As peras, no prato,
apodrecem.
O relógio, sobre elas,
mede a sua morte?
Paremos o pêndulo.
Deteríamos, assim, a
morte das frutas?
Oh as peras cansaram-se
de suas formas e de sua doçura!
As peras, concluídas, gastam-se no
fulgor de estarem prontas
para nada.
O relógio não mede.
Trabalha no vazio: sua voz desliza
fora dos corpos.
Tudo é o cansaço de si.
As peras se consomem no seu doirado sossego.
As flores, no canteiro diário, ardem,
ardem, em vermelhos e azuis.
Tudo desliza e está só.
O dia comum, dia de todos, é a
distância entre as coisas.
Mas o dia do gato, o felino e sem palavras
dia do gato que passa entre os móveis é passar.
Não entre os móveis.
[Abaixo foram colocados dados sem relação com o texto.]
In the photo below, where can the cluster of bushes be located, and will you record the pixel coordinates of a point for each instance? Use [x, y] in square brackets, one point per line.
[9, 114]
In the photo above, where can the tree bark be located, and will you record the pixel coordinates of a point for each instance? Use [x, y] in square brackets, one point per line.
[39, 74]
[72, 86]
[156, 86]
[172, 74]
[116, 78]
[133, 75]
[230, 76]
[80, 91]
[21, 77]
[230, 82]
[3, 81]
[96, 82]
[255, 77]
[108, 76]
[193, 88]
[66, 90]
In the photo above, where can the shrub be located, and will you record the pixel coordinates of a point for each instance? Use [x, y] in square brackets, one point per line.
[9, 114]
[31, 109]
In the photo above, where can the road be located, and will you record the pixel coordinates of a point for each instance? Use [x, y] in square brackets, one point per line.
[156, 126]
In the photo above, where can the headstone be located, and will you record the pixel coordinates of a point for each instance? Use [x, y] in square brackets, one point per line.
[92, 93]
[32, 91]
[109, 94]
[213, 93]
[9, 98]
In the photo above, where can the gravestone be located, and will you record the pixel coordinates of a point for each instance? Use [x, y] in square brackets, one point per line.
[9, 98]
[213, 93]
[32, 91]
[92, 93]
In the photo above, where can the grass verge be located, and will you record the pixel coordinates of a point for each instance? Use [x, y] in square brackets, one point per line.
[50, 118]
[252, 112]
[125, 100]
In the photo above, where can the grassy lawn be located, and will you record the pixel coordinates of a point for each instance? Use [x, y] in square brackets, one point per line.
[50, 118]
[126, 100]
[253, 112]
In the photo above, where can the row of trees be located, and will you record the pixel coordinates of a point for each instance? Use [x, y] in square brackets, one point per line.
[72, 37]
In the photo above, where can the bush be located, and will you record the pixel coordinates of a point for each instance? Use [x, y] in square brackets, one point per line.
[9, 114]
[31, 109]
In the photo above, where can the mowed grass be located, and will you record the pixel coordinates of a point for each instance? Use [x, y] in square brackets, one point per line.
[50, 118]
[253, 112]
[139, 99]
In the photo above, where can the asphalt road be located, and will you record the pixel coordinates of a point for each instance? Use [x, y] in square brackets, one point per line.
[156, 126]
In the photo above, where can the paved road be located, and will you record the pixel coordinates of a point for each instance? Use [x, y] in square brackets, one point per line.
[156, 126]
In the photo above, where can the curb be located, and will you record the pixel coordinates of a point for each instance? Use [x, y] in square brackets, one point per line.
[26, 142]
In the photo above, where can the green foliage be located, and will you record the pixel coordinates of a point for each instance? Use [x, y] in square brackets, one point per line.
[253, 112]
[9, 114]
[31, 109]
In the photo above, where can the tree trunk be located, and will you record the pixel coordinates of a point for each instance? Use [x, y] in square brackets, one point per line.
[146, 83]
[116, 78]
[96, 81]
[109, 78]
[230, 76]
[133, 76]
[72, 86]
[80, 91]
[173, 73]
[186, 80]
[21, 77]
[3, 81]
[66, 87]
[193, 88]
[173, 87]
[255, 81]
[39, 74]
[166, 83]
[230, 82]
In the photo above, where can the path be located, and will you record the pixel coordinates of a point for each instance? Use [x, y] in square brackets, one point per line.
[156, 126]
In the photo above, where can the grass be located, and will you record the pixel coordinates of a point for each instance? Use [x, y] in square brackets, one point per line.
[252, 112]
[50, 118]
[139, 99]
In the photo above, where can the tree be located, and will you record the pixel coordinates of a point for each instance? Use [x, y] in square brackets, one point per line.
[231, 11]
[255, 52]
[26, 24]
Passar como eu passo: entre nada.
O dia das peras é o seu apodrecimento.
É tranquilo o dia das peras?
Elas não gritam, como o galo.
Gritar para quê? Se o canto é apenas um arco
efêmero fora do coração?
Era preciso que o canto não cessasse nunca.
Não pelo canto (canto que os homens ouvem)
Mas porque cantando o galo é sem morte.